Secondly, the “lesser-of-two-evils” strategy constitutes a complete and catastrophic misreading of oppositional politics. A left political organization – too small to actually contest elections – serves nonetheless as a material force for influencing elections by projecting advanced demands. Those demands may, in turn, shift electoral discourse away from the usually overwhelming pressure of wealth, media access and power. Of course, it may not, but it will draw adherents to the side of truth and justice. And in the longer view, it will strengthen and build the left. Thus, the left grows in times of strong independent movements for social change. And contra the “lesser-of-two-evils” philosophy, it provides the spine for those rare occasions when the Democratic Party actually advances the peoples’ interests such as with the New Deal or racial desegregation.

Therefore, the role of the left is a critical role - a role to challenge and provoke social institutions to move away from their tendency to accept and expand the privileges of the few.

Since the diffusion and loss of focus of the anti-capitalist left, this critical role has been lost in US politics. Reinforced by the handful of left publications that obsess over the maneuvers and deals of bourgeois politicians, the broad left has accepted electoral politics as its touchstone, waiting patiently for an establishment candidate who can revisit the myths attached to the great liberal icons: Roosevelt and Kennedy. This is a tragic misreading of history and a shameless neglect of the historic mission of left movements.

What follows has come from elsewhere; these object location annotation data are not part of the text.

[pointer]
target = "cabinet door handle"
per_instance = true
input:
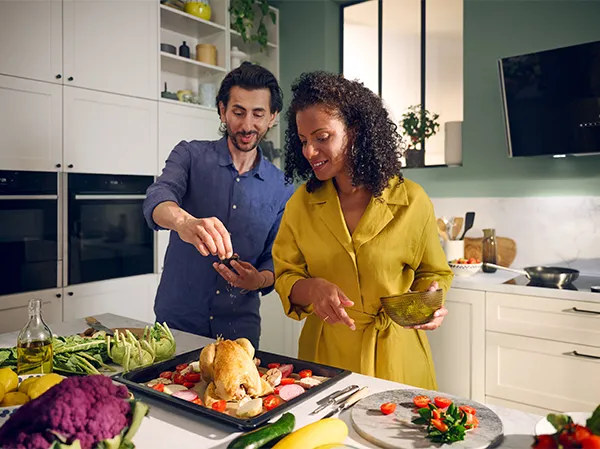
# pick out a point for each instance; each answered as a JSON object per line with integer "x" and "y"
{"x": 585, "y": 356}
{"x": 576, "y": 310}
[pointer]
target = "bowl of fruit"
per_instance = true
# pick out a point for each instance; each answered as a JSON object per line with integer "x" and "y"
{"x": 465, "y": 267}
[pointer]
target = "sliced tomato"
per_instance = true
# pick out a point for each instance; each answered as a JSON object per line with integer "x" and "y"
{"x": 387, "y": 408}
{"x": 305, "y": 373}
{"x": 178, "y": 379}
{"x": 219, "y": 406}
{"x": 439, "y": 425}
{"x": 421, "y": 401}
{"x": 468, "y": 410}
{"x": 442, "y": 402}
{"x": 192, "y": 377}
{"x": 159, "y": 387}
{"x": 271, "y": 401}
{"x": 181, "y": 367}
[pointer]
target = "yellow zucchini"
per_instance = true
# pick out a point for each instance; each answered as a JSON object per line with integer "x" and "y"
{"x": 325, "y": 431}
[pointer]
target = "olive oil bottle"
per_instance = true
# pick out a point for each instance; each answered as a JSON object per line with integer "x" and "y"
{"x": 34, "y": 344}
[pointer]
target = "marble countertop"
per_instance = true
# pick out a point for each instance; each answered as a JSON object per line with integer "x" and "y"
{"x": 165, "y": 427}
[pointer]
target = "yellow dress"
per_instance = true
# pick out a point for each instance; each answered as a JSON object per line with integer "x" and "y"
{"x": 394, "y": 248}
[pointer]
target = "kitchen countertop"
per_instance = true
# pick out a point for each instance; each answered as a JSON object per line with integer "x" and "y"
{"x": 166, "y": 428}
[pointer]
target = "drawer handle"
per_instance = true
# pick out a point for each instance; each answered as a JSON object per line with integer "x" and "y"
{"x": 585, "y": 356}
{"x": 576, "y": 310}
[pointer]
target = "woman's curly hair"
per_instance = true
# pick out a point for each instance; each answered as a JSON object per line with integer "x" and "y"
{"x": 372, "y": 157}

But even more shameless is the posture of elements of the anti-capitalist left who speak and write of a grand coalition against the ultra- or extreme right. They posture as though there is a supra-organization joined around the sole goal of burying the foul creatures inhabiting a corner of US politics since the country’s founding. There is no such coalition. Instead, there are many groups with varied interests that latch onto the Democratic Party because they see nowhere else to turn. Historically, it has been the goal of the left to nurture a broader vision that could tie these interests together into a real coalition, not to merely halt the influence of the most backward political forces, but to improve the lot of the majority.

Miguel Figueroa, leader of the Communist Party of Canada, spoke well when he addressed a recent gathering of Communist Parties in South Africa:

It is equally if not more impermissible however for the Communists to enter into alliances in a self-effacing way, making unprincipled political and ideological concessions for the sake of maintaining unity, and jettisoning the independent role of the Communist Party in the process.


But in the case of the US, there is only an imaginary alliance that makes one concessionary demand upon its members: vote and support Democratic Party candidates. When all the rhetoric is cast off, the “alliance” is merely a fig leaf for unconditional loyalty to the Democratic Party and its agenda. And “unity” is never in jeopardy when there is only a one-way conversation between the Democratic Party leadership and those who dutifully follow.

The “Marxists” who contrive this fictional alliance, in moments of ideological nostalgia, appeal to the United Front tactics offered by the Communist movement in the struggle against fascism. But even a casual read of the documents endorsed by the Communist International demonstrate that these “Marxists” neither understand the tactic nor know when and how to apply it.

But suppose Obama had delivered on many of his campaign promises. Would that have earned our uncritical support? Respect, sure. Critical support, perhaps. But not the fawning idolatry that much of the left demonstrated after the election. Nor should it have brought a virtual collapse of the peace and justice movement. For the left, the task of constantly prodding and pushing the political goal forward should not be compromised in victory or defeat.

And now it’s time to get beyond wringing our hands over what Obama promised, what he did, and what he will or will not do, and focus on what we will do – a stance that promises to bring life back to the left.